- Hé, Kadeur !
Je me retourne. Devant moi, il y a un grand mec dégingandé, vêtu d’un improbable pyjama noir, moustache fine, les oreilles cloutées et la gueule de travers. Je ne le reconnais pas tout de suite et puis :
- Zob, zob ! Francis, incroyable ! Je ne t’aurais jamais reconnu !
- Eh oui, tu vois, il y a un avenir après le punk à chien !
- Waouh, t’es trop beau ! Qu’est-ce que tu fous ici ?
- Ben, je travaille ! Chez Yamamoto, un japonais fou.
Je ne peux m’empêcher de rire.
- Dis donc, t’as viré de camp total ! T’es passé du côté obscur ? Vive la consommation et le capital désormais ?

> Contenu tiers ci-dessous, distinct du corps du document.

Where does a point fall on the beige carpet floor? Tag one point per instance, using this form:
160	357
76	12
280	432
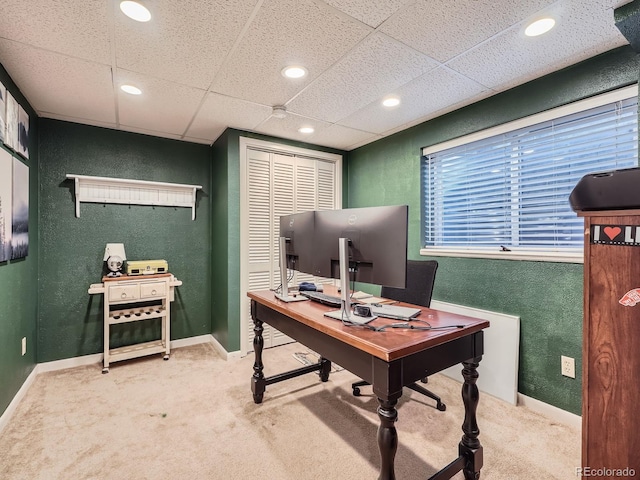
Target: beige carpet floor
193	417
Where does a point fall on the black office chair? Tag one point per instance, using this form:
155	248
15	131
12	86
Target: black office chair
420	279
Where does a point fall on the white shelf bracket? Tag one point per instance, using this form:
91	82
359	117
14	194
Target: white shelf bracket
133	192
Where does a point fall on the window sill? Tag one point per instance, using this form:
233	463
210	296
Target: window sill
572	256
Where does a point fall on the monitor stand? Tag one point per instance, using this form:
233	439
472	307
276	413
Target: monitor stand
346	314
284	282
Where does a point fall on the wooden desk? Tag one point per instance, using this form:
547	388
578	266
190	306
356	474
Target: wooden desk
389	360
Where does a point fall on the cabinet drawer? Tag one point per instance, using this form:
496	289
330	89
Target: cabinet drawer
151	290
119	293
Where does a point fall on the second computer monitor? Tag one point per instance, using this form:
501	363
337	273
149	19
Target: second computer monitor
377	243
299	231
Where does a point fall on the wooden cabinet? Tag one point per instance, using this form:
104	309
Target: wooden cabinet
611	344
132	299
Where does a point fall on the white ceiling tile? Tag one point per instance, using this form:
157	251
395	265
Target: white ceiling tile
204	141
371	12
185	42
64	85
338	136
443	29
511	58
221	110
286	32
79	29
377	66
419	99
325	134
206	65
163	106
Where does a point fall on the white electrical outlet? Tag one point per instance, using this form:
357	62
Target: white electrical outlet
568	366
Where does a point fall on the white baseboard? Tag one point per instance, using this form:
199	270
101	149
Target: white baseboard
8	413
549	411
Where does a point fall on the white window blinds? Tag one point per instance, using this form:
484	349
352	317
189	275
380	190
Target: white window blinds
511	189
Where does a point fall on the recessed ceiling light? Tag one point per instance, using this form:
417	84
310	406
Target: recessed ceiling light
294	71
131	89
539	27
279	111
136	11
391	102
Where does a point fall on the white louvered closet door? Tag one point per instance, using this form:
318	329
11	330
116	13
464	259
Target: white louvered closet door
279	184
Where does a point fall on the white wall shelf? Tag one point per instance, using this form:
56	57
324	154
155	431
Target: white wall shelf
133	192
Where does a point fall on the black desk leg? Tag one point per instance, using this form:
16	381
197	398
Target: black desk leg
258	384
387	438
470	447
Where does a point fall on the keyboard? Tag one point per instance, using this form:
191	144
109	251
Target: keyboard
323	298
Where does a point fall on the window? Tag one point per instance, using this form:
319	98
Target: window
507	189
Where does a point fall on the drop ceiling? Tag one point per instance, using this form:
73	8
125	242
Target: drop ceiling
205	65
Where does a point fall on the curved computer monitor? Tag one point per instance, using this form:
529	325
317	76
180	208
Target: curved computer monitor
377	247
298	229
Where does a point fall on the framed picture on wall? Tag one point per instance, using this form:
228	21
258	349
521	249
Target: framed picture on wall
5	204
20	210
23	132
12	122
3	112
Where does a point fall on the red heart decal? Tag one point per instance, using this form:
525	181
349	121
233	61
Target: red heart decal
612	232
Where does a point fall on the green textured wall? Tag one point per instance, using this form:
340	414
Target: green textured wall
19	280
546	296
70	320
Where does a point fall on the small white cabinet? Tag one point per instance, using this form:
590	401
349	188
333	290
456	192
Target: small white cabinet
135	298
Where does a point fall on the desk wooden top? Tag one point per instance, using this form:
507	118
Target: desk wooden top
390	344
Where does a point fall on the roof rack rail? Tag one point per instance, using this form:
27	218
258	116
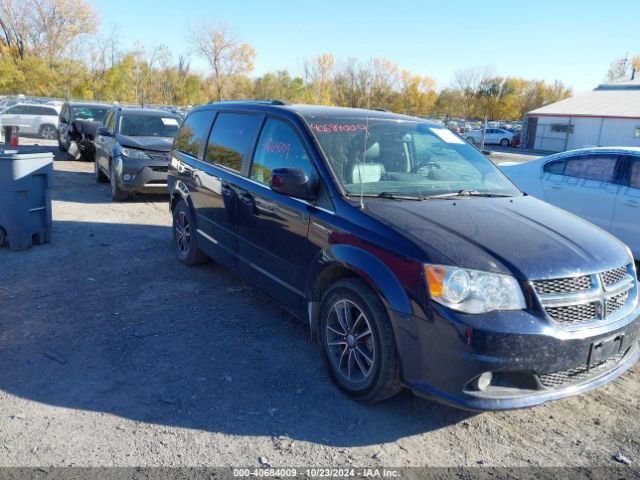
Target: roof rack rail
260	102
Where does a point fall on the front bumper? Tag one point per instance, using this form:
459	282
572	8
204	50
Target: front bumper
141	175
444	354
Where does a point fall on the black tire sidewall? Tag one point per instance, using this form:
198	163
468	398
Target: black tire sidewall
190	256
341	291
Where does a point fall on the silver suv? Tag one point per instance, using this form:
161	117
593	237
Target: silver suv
32	119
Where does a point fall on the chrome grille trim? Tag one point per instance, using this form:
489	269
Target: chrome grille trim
563	285
612	277
609	296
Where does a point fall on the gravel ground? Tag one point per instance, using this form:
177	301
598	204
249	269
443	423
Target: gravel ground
114	354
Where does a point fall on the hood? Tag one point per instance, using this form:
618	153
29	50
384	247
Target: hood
158	144
521	236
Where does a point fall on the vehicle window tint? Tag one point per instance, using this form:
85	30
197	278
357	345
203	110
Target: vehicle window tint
110	121
193	130
556	167
278	147
600	168
231	139
634	172
18	110
95	114
145	125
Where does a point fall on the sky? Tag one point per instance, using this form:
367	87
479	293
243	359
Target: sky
571	41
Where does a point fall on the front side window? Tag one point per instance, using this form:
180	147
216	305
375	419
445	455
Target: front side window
600	168
231	139
381	157
193	131
110	121
145	125
278	147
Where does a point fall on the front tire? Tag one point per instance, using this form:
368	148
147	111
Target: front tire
99	175
357	342
184	232
48	132
116	193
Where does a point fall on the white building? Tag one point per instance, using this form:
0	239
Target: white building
604	117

- Eh oui, fini le choc, bonjour le chic ! Fous-toi de ma gueule mais qu’est-ce que tu viens traîner tes guêtres ?
- Je cherche une fille.
- Ah, ah, tu n’as pas changé, mec !
- Non, ce n’est pas ce que tu crois. Une vendeuse, une certaine Louise. Tu sais quelle est son rayon ?
- Oui, fellation et levrette.
Francis a toujours été un peu lourd.
- Arrête, c’est sérieux. Je ne suis pas venu pour ça.
- Oui, oui, c’est ce qu’ils disent tous…
Son clin d’œil trop appuyé me donne soudain l’impression de poursuivre la plus grande nymphomane de Paris.
- Je m’en fous. C’est une question de vie ou de mort !
- T’es vraiment accroc ?
- Et toi, con. Alors, où est-elle ?
- Hé, t’énerve pas mec, elle est au premier étage, à droite de l’escalator. Au rayon des parfums. Chez Triptyque.
- Merci, on se rappelle, mec.
J’ai la tête un peu confuse par toutes ces infos. Je doute de plus en plus de qui je poursuis : une boxeuse nymphomane ? Une chienne enragée ? Ou la douce femme enceinte que j’ai rencontrée il y a cinq jours ? Et je ne suis pas au bout de mes surprises…
Je me précipite vers l’escalator, direction Louise ! Je la vois, enfin, cachée là-bas, derrière son comptoir. Je m’approche. Avec surprise, je me rends compte que je fais trois têtes de plus qu’elle et… que son gros ventre a totalement disparu… Merde !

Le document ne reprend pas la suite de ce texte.